I mean it’s amazing having it beat my seafood benchmark at many other hotels as well (mandarin, pan-pacific, calton, alson, furama, traders, swissotel, etc..) Ritz was always one of my favorite. Looks like things can change!
The other amazing thing is that they can even deliver this consistent food quality throughout the night in a full house packed Saturday, normally restaurants which are so loaded will tend to compromise on quality of the food, this is an exception!
Theres is quite an assortment of Japanese sushi and maki as well, not to mention lots of sashimi and exotic octopuses and tentacles. The Chinese menu is rather adequate with the usual blend of vegetables and meat dishes normally found on restaurant al-lacarte, there is also mandarin duck wraps and sharks fin soup as well.
Their western dishes however, are like simply non-existent. You only get a taste of western from a small beef corner tucked with cream soups and the free-flow teppanyaki section for all your “on-the-spot” chicken chops and grilled fish prepared and served to you. So you if you looking for lots of variety prime cut meats, sauces and deep fried foods, you are quite out of luck.
If the complimentary drink is not enough for you, there is quite an assortment of free flow drinks noticeable some cocktail ones served in shot glasses and even test tubes interesting touch indeed, contrary to drinking them as opposed in chemistry classes you’ve ever taken in high school.

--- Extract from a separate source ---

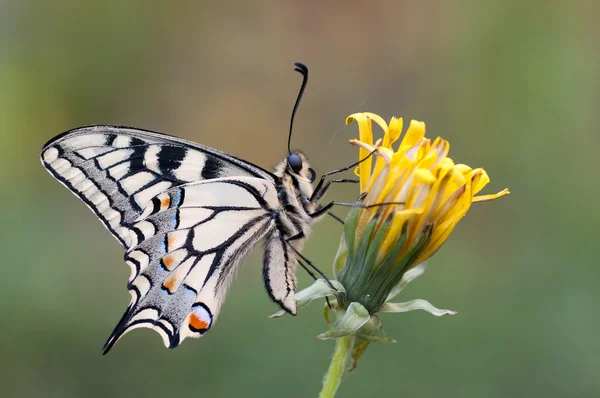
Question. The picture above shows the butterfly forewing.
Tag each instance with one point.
(186, 215)
(116, 171)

The desserts section is rather adequate with an assortment of cakes you can find in budget hotels, but disappointing is the fruit and salad sections which are dwarfed in small serving plates as compared to the rest, the ice cream section is descent with the exception of it being also littered by cheaper “potong” ice-creams, now you can slowly see the budget side of the place.

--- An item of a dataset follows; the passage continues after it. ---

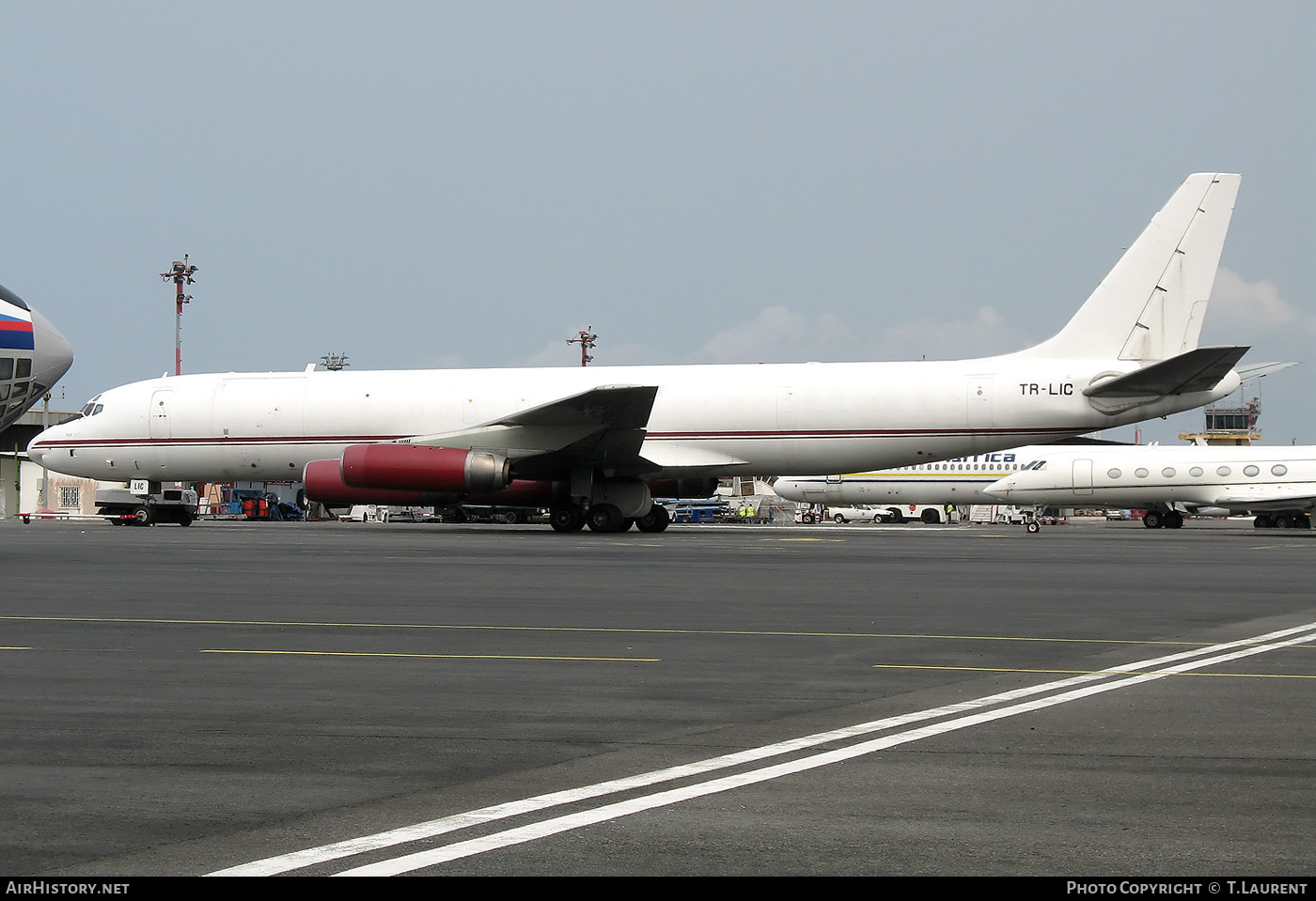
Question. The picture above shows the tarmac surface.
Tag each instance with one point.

When is the clash of several dominant cuisines the battle of cuisines collide there are definitely some interesting touches which can make a visit to Vienna an experience different from other, . is the clash of several dominant cuisines such as sharks fins icecream or
Service if exceptionally good though the staff do not talk much or approach your table as welcomingly as managers in hotels. Here it’s simply just “get the job done” which I can say rather effective- plates are all cleared at an instant when you are done and never had I ever had the chance to pile my plates up at all. I can commend that to the large (and presumably cheaper as compared to hiring locals) Taiwanese Chinese speaking staff who work there (so make sure you go with a Chinese speaking friend if you don’t). Interestingly, they even have staff distributing dinner plates out to patrons going out for food.

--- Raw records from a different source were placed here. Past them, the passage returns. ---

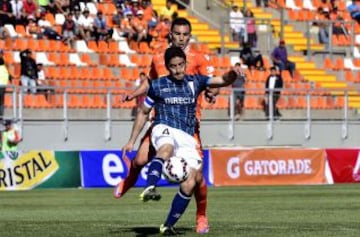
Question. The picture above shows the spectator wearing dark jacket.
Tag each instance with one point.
(273, 85)
(280, 59)
(28, 71)
(249, 58)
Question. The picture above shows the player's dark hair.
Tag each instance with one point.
(171, 53)
(180, 21)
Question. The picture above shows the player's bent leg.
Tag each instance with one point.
(180, 202)
(134, 169)
(150, 193)
(200, 193)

The main low down of the place will definitely be the ambiance- If a nice up class restaurant is a place you are looking for to spend a nice quiet or romantic evening, you are quite out of luck. It is almost like a “jumbo seafood” or “long beach” kind of family-kids joint, which tends to be frequented by most middle classes, not to mention a “seoul garden” to student gatherings and such. It simply just do not go in hand with the posh looking furniture and restaurant setting. So if putting up with screaming kids and baby prams blocking the narrow passageways not quite your cup of tea (not to mention crowd noises), you will have to find better luck elsewhere in an upper class hotel buffet, after all if ambiance is what you don’t mind paying for, this will just justify the price gap in comparison.
Overall I will recommend the place to people who don’t mind the bad neighborhood and desire the quality in seafood, topped with Japaneses and Chinese dishes.